Rio de Janeiro – Der Vollbart ist ab, und auch sonst wirkt Sir Bradley Wiggins wie generalüberholt. Freundlich, konzentriert, witzig, mit seiner Welt im Einklang. Kein Vergleich mehr zu früheren Zeiten, wo der Tour-de-France-Sieger von 2012 oftmals schlecht gelaunt und mürrisch daherkam.
Mit der Rückkehr auf die Bahn zum Abschluss seiner Karriere ist Wiggins wieder aufgeblüht. «Die letzten zwölf Monate waren die schönsten seit sehr langer Zeit», berichtet der 36-Jährige.
In Rio will er sein Lebenswerk vollenden. Gold mit dem Bahn-Vierer in Weltrekordzeit, lautet das Ziel. Danach würde er mit acht olympischen Medaillen – so viele hat kein anderer Brite – von der großen Bühne abtreten. So war der Plan, doch wer redet eigentlich von abtreten? «Ach, die Sache mit dem Rücktritt», sagt Wiggins und fährt fort: «So, wie ich mich jetzt fühle, könnte ich bis Tokio weitermachen. Ich denke, dass ich physisch noch vier Jahre gehen könnte. Ob ich das auch will, ist eine andere Sache.»
Die Freude am Radsport ist zurück. «Der olympische Teil meiner Karriere macht mich am meisten stolz», sagt da einer, der immerhin 2012 als erster britischer Tour-Sieger Radsport-Geschichte geschrieben hat. Und doch würde Wiggins diese Zeiten heute noch verfluchen. Der ganze Stress, jeden Tag die Pressekonferenzen, jeden Tag die immer wiederkehrenden Fragen. «Ich habe Armstrong gehasst, dass er Oprah Winfrey dieses Interview gegeben hat. Und ich habe es gehasst, der Tour-Sieger in einer Periode gewesen zu sein, der all diese Fragen beantworten musste», hatte Wiggins einmal resümiert.

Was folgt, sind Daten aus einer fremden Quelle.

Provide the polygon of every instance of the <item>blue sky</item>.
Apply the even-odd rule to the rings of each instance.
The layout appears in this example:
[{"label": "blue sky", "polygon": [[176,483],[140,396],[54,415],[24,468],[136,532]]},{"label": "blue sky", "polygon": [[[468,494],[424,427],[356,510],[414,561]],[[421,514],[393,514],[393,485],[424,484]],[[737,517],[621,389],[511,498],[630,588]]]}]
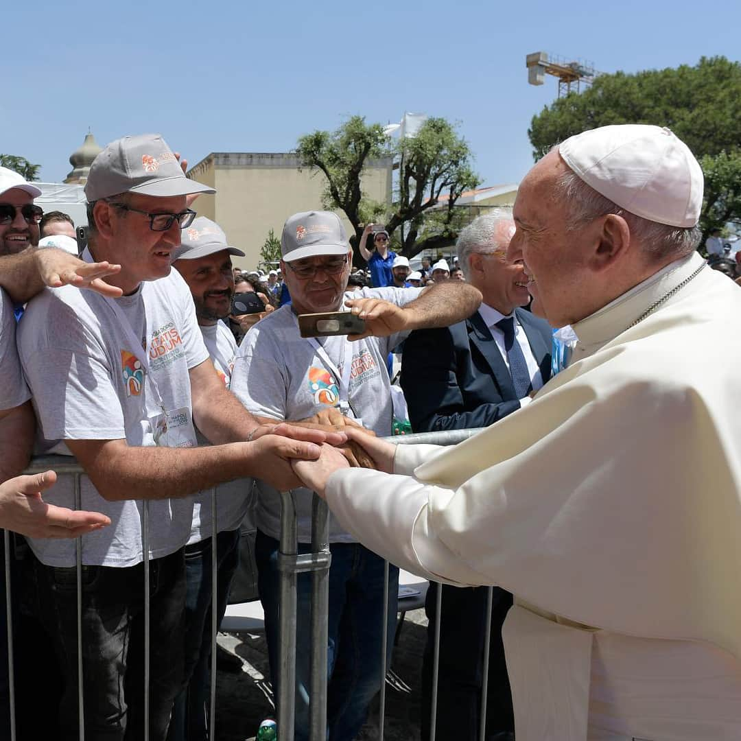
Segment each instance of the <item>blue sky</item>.
[{"label": "blue sky", "polygon": [[[485,185],[519,180],[531,117],[556,82],[527,84],[545,50],[602,72],[741,59],[741,2],[379,0],[43,1],[4,7],[0,152],[60,181],[90,127],[102,145],[159,131],[191,165],[212,151],[281,152],[359,113],[459,123]],[[741,115],[741,102],[740,102]]]}]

Vor vier Jahren in London war es regelrecht zur «Wiggomania» gekommen. Wenige Tage nach seinem Tour-Sieg durfte er bei der Eröffnungsfeier mit einem Glockenschlag die XXX. Sommerspiele einläuten, kurz darauf gewann er unter dem Jubel von mehreren hunderttausend Landsleuten das Zeitfahren, von der Queen wurde er gar zum Ritter geschlagen, von den Medien zur Sportpersönlichkeit des Jahres gewählt. «Ich war auf all das nicht vorbereitet», sagt Wiggins: «Du hast von einem auf den anderen Tag gelebt. Links und rechts haben sie an dir gezogen. Es war hart.»
Sein ganzes Leben sei auf den 2. August 2012 ausgerichtet gewesen, den Tag des olympischen Zeitfahrens. «Aber keiner hat dir gesagt, was danach kommt. Es geht da gar nicht mal um den Berühmtheitskram. Es geht um dein Privatleben, deine Kinder. Sie waren sieben und acht Jahre alt und haben es nicht verstanden, warum plötzlich jeder ein Stück von ihrem Vater wollte.»
Jetzt sind Bella und Ben elf und zwölf Jahre alt, und sie haben ihren Vater zurück, so wie sie ihn kennen. Ein Vater, der mit 36 Jahren gar schnellere Runden dreht als bei seiner Olympia-Premiere 2000 in Sydney. Im Training sei Wiggins mit seinen Kollegen Ed Clancy, Owain Doull und Steven Burke bereits Weltrekord gefahren, berichtete der für die britischen Ausdauersportler zuständige deutsche Coach Heiko Salzwedel. «Das ist kein Geheimnis, einige Leute haben es gesehen.» Der britische Vierer hatte 2012 beim Olympia-Heimspiel in 3:51,659 Minuten den Weltrekord selbst aufgestellt, nun soll es in Bereiche von 3:49 Minuten gehen – auch mit Hilfe von hautähnlichen Anzügen und Spezialrädern.
Alles andere als Gold sei eine große Enttäuschung, sagt Wiggins. «Es muss schon einiges ernsthaft schlecht laufen, damit wir verlieren.» Der australische Vierer, der im März noch bei der WM gegen die Briten gewann, gilt als größter Rivale.
Die deutsche Mannschaft spielt bei ihrem Olympia-Comeback nach zwölf Jahren keine Rolle. 2000 hatte der BDR-Vierer in Sydney noch Gold mit Weltrekord geholt. Wiggins wurde damals mit den Briten Dritter. «Es ist, als ob es gestern gewesen ist Jetzt stehe ich hier, bin 36, fühle mich aber wie 19», sagt Wiggins. Tokio 2020 lässt grüßen.